Selbsthilfe für Leberkranke seit 1997

So war der Patient:innentag Lebererkrankungen

Sabine von Wegerer, Vereinsvorsitzende des Berliner Leberring e.V. und Prof. Frank Tacke, Direktor der Medizinischen Klinik mit Schwerpunkt Hepatologie und Gastroenterologie der Charité begrüßten die Anwesenden am 27. September 2025 im Hörsaal am Charité-Campus Virchow Klinikum..
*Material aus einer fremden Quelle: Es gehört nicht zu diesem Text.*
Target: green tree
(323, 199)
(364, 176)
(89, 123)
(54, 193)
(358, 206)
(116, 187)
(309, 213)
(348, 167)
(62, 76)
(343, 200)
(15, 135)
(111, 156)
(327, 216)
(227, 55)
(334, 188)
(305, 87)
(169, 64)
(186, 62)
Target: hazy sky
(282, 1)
Wie Lebererkrankungen diagnostiziert werden

Prof. Cornelius Engelmann, Oberarzt an der Medizinischen Klinik mit Schwerpunkt Hepatologie und Gastroenterologie der Charité, Campus Virchow Klinikum, startete die Vortragsreihe mit einer Übersicht der Blutwerte, die wichtig sind für die Diagnose einer Lebererkrankung. So weist eine Erhöhung der Transaminasen AST/GOT, ALT/GPT und GLD auf eine Schädigung der Leberzellen hin. Eine Erhöhung der Cholestasewerte GGT und AP (Alkalische Phosphatase) deutet auf eine Schädigung der Gallengänge. Eine Erhöhung des Bilirubin-Wertes kann Anzeichen einer Funktionsstörung der Leber sein, ebenso ein erhöhter Quick-Wert und/oder ein verminderter Albuminspiegel im Blut.

Zur weiteren Diagnostik können eingesetzt werden:
• Messung der Steifigkeit des Lebergewebes,
• Ultraschall –Untersuchung, evtl. mit Kontrastmittel, zur Beurteilung des Lebergewebes und der Gallengänge
• Computertomographie liefert eine Gesamtübersicht über die Leber, angrenzende Organe und die Gefäße
• Magnetresonanztomographie, evtl. mit Kontrastmittel, dient u. a. der Unterscheidung von Knoten bzw. Tumoren in der Leber sowie der Darstellung der Gallenwege

Für die Diagnose mancher Erkrankungen, z.B. der Autoimmunhepatitis, ist eine Biopsie notwendig, bei der eine Probe des  Lebergewebes entnommen wird.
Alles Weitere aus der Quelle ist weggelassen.